An international social media campaign calling for Nimr to be freed has been gaining momentum, but Mr Ruddock said he was yet to receive a response from Saudi officials about the case.
"These are allegations that he admitted these offences. But the argument that is put by his representatives is that [the confession] occurred under torture," he said.
"Now, when you've got issues of doubt like this about a person who is a minor when it occurs, then I think it's fundamentally wrong and I can't see any way that it can be justified."
Saudi Arabia chosen to lead UN's Human Rights Council
So far this year, Saudi Arabia has executed 134 people, many by public beheading.
According to Amnesty International, last year China had the highest execution rate in the world, followed by Iran, Saudi Arabia, Iraq and the United States.
Last week Saudi Arabia was chosen to lead a United Nations Human Right's Council.
The decision was questioned by human rights groups, but the US State Department welcomed the news that one of its key allies had been chosen for the job.

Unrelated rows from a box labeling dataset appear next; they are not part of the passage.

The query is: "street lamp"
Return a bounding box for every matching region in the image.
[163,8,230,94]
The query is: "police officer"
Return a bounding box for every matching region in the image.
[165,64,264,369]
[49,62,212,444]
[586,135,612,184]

"I mean, we've talked about our concerns about some of the capital punishment cases in Saudi Arabia in our human rights report, but I don't have any more to add to it," deputy spokesman Mark Toner said.
Mr Toner said he welcomed Saudi Arabia heading the council.
"Again, I don't have any comment, don't have any reaction to it. I mean, frankly, it's ... we would welcome it. We're close allies," he said.
He said he could not say "off the top of my head" whether Saudi Arabia got into the human rights report annually.